After nearly 1,000 complaints from neighbors about damage from the weedkiller dicamba, the Arkansas State Plant Board banned use of the herbicide on soybeans and cotton during the growing season this year. Yet state officials still are receiving complaints about dicamba, especially in the northeastern corner of the state, near the Missouri border, says NPR’s The Salt, and the state is looking for the culprits.
In some cases, they took samples from sprayer rigs. “In at least a couple of dozen cases, these samples tested positive for the banned chemical. Farmers are now facing investigations that could lead to fines of at least $1,000, up to a maximum of $25,000 per violation,” says NPR.
A couple of farmers told NPR that it’s cheaper to use dicamba, to control invasive weeds, and risk a fine than it would be to use other weed control methods. Another farmer, Tad Nowlin, has seen damage to his soybeans from dicamba. “If other people insist on using dicamba, he may be forced to plant those new dicamba-resistant soybeans because those plants won’t get injured,” reports The Salt.
Dicamba-resistant seed varieties were planted on roughly half of U.S. soybean acres and three-quarters of U.S. cotton land this year. The percentage is likely to rise in 2019 because seed companies have adopted the GMO technology.
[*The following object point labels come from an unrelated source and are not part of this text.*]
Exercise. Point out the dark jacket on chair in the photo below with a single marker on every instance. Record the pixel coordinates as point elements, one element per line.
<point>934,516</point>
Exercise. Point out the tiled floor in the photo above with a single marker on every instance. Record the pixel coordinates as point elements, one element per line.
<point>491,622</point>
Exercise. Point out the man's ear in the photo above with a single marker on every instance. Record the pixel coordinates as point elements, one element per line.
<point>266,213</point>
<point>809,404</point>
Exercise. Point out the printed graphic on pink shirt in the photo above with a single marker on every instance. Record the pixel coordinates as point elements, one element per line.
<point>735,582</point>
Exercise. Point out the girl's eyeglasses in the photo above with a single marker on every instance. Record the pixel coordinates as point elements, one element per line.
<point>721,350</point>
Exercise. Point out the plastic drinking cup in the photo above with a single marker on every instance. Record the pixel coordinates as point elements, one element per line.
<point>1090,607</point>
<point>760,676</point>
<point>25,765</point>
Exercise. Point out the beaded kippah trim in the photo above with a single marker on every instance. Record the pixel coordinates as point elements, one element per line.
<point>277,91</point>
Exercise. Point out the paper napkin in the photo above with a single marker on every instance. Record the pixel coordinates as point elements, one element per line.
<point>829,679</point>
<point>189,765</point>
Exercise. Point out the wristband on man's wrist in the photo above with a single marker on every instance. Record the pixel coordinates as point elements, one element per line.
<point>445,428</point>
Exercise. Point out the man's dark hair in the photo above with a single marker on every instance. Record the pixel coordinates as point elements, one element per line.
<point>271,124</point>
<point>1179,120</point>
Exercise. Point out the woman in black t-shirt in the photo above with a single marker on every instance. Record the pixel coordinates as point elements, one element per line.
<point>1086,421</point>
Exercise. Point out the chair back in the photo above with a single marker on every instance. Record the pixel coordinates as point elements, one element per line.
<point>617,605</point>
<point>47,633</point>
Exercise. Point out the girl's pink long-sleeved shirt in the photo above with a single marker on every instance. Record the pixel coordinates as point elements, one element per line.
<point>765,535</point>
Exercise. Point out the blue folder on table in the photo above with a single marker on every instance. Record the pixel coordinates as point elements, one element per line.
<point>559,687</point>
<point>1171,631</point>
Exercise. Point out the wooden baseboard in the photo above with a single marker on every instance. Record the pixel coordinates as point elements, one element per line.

The EPA is scheduled to decide this fall whether to tighten its rules on application of dicamba. The two largest independent U.S. seed companies, Stine Seed and Beck’s Hybrids, have urged EPA to ban dicamba on row crops during the summer because the chemical can evaporate from the plants where is is sprayed and be carried by breezes onto nearby fields with crops that are susceptible to damage.